On the other hand, I can't write that way, not at all. I was inspired to hear that Peter Riley basically writes down whatever hits his mind and flows to his fingers at the time and then it becomes a process of revision. I think that must be the way I work. The poem I handed out last night was like that, I guess. I was half way through writing it before I realized I'd stopped writing about what I'd intially started with and deleted the first six or seven lines of the poem.

Anyway, the word's the thing, isn't it?

Friday, August 31, 2007

My Chemical Romance

It's like when you're doing chemical experiments and you mix a little of this and a little of that and nothing happens, but then suddenly you add this new element and all the other things that were just sort of stirring around suddenly start reacting and new things are formed--things that never existed before, or things that you've been trying to get to come into existence but didn't quite have the recipe right.

That's kind of how this last six months has been for me, starting with the Alice Notley reading and ending with the elusive element being added in the form of Jodi Chilson, who "stirred things up" and decided to have us make a blog. As soon as she said we had to come up with a title, everything that had been stirring around in my head sort of took shape. I knew before leaving class last Tuesday what the name of my page would be and why, what significance it has to me, and what I wanted to focus my poetry on this semester.

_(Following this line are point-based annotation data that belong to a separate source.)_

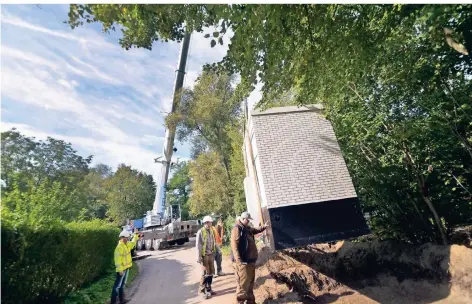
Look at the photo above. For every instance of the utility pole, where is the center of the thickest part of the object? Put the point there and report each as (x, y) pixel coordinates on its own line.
(160, 201)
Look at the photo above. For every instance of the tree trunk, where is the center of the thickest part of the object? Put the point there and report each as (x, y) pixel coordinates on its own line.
(436, 219)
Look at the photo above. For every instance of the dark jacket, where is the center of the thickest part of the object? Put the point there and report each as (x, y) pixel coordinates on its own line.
(243, 245)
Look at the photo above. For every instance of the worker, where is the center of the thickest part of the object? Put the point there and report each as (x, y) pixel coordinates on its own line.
(206, 250)
(244, 256)
(123, 263)
(219, 234)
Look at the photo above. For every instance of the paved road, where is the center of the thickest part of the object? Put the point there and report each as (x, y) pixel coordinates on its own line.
(171, 277)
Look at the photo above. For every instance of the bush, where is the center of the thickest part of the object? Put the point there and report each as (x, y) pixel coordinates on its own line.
(99, 290)
(43, 263)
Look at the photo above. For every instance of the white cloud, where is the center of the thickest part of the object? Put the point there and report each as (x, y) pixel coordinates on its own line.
(113, 100)
(9, 19)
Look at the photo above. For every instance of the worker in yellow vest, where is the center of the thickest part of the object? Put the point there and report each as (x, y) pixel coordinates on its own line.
(123, 263)
(219, 234)
(206, 250)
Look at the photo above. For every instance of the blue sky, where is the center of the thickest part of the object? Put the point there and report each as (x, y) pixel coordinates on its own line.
(81, 87)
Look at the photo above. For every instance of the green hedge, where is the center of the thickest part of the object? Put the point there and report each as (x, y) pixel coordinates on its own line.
(42, 264)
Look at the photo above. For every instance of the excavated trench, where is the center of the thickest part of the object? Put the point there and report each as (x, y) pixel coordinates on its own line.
(370, 272)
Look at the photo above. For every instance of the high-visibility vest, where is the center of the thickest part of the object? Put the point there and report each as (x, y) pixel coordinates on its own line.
(122, 255)
(205, 239)
(218, 237)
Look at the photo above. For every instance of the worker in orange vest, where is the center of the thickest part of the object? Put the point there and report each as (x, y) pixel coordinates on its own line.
(219, 234)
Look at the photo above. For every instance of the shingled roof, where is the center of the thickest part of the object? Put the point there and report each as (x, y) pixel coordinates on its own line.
(300, 159)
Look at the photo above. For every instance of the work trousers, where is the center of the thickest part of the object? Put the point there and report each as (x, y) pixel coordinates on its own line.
(208, 262)
(245, 275)
(119, 286)
(218, 260)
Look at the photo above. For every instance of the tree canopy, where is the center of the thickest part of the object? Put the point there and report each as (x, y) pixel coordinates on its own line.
(47, 181)
(395, 81)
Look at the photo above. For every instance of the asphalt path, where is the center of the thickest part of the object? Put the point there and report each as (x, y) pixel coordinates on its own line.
(171, 276)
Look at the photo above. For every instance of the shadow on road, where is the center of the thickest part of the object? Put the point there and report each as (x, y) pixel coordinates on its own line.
(163, 281)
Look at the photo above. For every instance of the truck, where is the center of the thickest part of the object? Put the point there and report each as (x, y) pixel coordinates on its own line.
(297, 179)
(162, 230)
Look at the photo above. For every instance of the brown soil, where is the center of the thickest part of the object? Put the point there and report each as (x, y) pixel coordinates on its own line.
(368, 272)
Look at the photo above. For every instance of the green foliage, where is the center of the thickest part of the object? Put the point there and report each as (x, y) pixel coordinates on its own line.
(178, 188)
(52, 242)
(130, 194)
(210, 185)
(99, 290)
(395, 80)
(43, 263)
(44, 203)
(208, 116)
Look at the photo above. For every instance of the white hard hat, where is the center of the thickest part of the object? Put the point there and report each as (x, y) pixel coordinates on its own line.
(125, 233)
(207, 219)
(246, 215)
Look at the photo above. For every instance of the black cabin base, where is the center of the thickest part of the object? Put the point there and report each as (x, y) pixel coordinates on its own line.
(300, 225)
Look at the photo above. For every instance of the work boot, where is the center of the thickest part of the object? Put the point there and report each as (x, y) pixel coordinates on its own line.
(123, 299)
(212, 292)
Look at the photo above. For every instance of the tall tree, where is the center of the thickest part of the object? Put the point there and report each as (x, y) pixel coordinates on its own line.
(395, 81)
(211, 189)
(179, 188)
(205, 112)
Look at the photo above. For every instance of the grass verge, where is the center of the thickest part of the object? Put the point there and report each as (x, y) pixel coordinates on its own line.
(99, 291)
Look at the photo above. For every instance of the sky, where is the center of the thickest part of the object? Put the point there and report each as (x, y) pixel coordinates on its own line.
(80, 86)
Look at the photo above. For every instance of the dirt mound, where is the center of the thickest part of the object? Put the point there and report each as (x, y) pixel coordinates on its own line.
(369, 272)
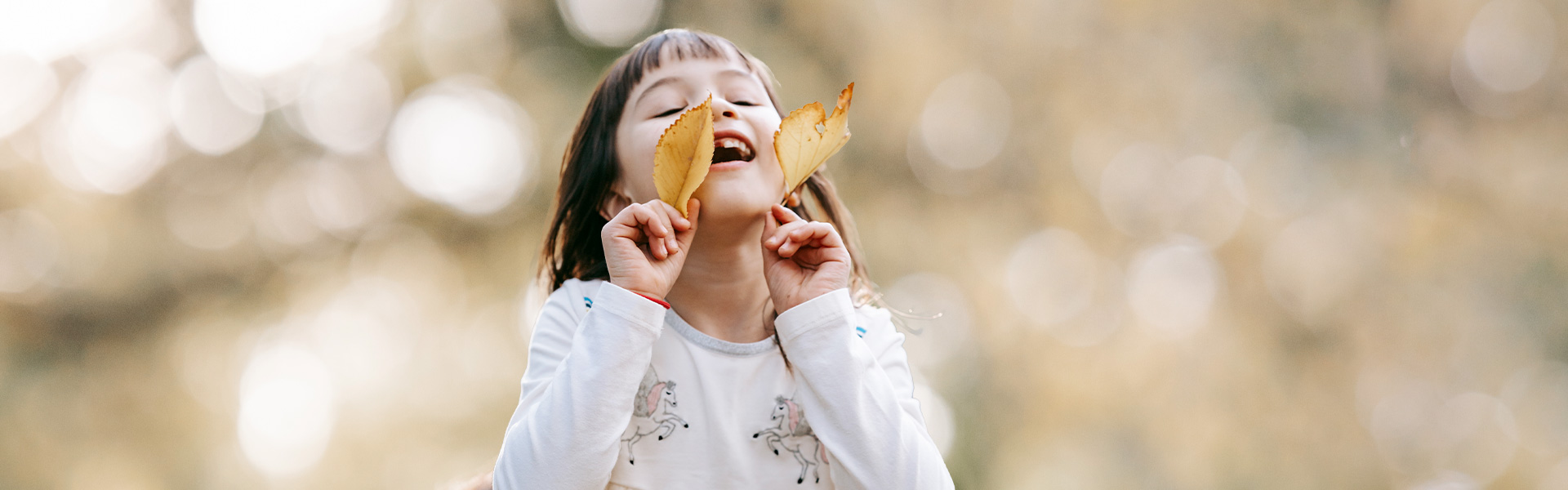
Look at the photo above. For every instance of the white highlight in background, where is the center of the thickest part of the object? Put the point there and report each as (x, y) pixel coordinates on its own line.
(110, 134)
(1174, 286)
(286, 408)
(608, 22)
(212, 110)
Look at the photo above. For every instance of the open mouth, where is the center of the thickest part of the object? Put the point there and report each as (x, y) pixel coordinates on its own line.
(731, 148)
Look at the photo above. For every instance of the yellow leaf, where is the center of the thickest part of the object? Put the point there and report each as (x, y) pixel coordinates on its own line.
(802, 148)
(684, 153)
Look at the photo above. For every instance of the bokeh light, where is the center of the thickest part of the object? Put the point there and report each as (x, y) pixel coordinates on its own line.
(461, 145)
(1174, 286)
(265, 38)
(966, 122)
(1051, 275)
(610, 22)
(294, 244)
(112, 131)
(25, 90)
(345, 105)
(287, 408)
(1510, 44)
(29, 248)
(212, 110)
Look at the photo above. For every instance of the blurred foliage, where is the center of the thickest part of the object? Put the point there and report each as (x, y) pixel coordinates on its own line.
(1174, 244)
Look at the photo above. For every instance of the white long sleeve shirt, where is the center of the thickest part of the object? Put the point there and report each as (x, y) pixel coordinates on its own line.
(621, 393)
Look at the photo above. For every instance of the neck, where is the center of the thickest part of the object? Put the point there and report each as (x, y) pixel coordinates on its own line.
(722, 291)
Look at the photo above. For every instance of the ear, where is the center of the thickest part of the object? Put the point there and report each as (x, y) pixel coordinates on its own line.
(613, 204)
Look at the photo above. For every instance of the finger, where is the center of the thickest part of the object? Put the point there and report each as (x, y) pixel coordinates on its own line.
(768, 229)
(648, 220)
(782, 234)
(811, 234)
(817, 234)
(784, 214)
(662, 211)
(671, 216)
(676, 220)
(693, 207)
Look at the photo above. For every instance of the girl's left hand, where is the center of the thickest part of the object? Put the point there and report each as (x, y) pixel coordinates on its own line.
(802, 260)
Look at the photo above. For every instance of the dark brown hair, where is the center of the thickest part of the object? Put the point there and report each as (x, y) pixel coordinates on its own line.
(590, 168)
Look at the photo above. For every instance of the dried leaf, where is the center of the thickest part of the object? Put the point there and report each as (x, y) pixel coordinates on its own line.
(684, 153)
(802, 148)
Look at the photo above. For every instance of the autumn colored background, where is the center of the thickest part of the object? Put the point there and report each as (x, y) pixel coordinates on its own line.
(289, 244)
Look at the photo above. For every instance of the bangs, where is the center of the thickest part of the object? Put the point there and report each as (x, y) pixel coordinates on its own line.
(678, 44)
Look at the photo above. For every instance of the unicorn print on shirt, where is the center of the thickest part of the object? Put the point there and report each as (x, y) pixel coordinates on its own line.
(651, 412)
(792, 432)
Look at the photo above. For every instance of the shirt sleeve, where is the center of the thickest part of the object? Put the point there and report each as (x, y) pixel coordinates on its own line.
(858, 396)
(577, 391)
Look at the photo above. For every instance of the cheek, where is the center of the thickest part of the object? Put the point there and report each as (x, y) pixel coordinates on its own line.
(635, 153)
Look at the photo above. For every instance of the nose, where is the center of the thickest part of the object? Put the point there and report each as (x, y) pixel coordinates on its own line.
(724, 109)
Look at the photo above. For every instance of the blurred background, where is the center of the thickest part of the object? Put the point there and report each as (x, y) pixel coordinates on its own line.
(291, 244)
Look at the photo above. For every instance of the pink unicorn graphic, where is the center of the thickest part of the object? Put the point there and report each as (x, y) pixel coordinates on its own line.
(794, 434)
(651, 412)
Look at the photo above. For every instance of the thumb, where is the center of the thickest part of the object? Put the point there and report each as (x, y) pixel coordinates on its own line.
(768, 226)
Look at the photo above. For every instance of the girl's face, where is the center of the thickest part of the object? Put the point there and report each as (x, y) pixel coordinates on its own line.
(745, 178)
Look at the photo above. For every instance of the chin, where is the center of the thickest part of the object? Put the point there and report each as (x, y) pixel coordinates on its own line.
(734, 203)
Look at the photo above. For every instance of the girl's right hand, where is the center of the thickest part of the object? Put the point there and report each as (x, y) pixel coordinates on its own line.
(647, 244)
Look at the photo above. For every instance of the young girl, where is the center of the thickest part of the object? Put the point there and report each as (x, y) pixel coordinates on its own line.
(728, 349)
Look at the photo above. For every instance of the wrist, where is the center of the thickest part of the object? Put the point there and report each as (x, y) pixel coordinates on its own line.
(642, 291)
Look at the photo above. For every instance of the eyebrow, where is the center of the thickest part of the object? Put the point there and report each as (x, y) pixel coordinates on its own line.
(666, 81)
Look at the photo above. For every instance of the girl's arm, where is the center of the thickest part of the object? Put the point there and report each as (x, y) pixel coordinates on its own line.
(584, 371)
(577, 393)
(858, 396)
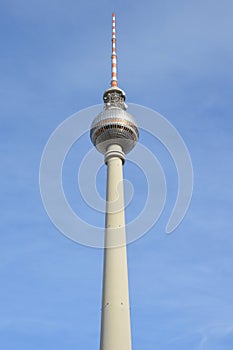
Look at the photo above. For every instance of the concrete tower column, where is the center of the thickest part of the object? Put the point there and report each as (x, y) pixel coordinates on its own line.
(115, 316)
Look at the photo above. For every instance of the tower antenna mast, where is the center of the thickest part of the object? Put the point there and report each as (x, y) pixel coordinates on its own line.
(114, 55)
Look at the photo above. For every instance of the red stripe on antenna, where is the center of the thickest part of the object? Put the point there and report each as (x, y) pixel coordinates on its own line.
(114, 56)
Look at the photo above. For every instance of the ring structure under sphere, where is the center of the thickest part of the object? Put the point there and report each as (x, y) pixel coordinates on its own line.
(114, 126)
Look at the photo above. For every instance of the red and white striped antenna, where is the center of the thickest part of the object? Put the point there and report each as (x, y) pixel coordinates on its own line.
(114, 56)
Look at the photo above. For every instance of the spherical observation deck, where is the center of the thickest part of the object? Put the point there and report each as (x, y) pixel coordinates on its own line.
(114, 125)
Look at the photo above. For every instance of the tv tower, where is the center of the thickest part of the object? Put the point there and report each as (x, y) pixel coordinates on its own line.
(114, 133)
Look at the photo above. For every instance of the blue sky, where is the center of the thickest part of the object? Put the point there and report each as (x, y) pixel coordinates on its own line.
(174, 57)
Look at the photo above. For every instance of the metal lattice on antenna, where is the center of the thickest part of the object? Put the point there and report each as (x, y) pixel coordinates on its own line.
(114, 55)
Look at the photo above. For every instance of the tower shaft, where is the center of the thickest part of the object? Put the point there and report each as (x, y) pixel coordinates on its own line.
(115, 318)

Then I had to submit my first poem to Jodi. I've written poetry and studied poetry, but I'm not the typical 205 to 305 student, so I've never had my poetry "workshopped." I wrote the poem easily enough, because again, the right bits of chemistry happened and the words forced their way out of me onto the page...but to let other people see it? And not only see it but ask for their critique? Well, I didn't throw up, but before I hit the send button, I seriously thought for a moment that I was going to pass out, break out in a rash, hyperventilate...and then I shut my eyes and hit send.

I'm only dreading next Tuesday a little bit.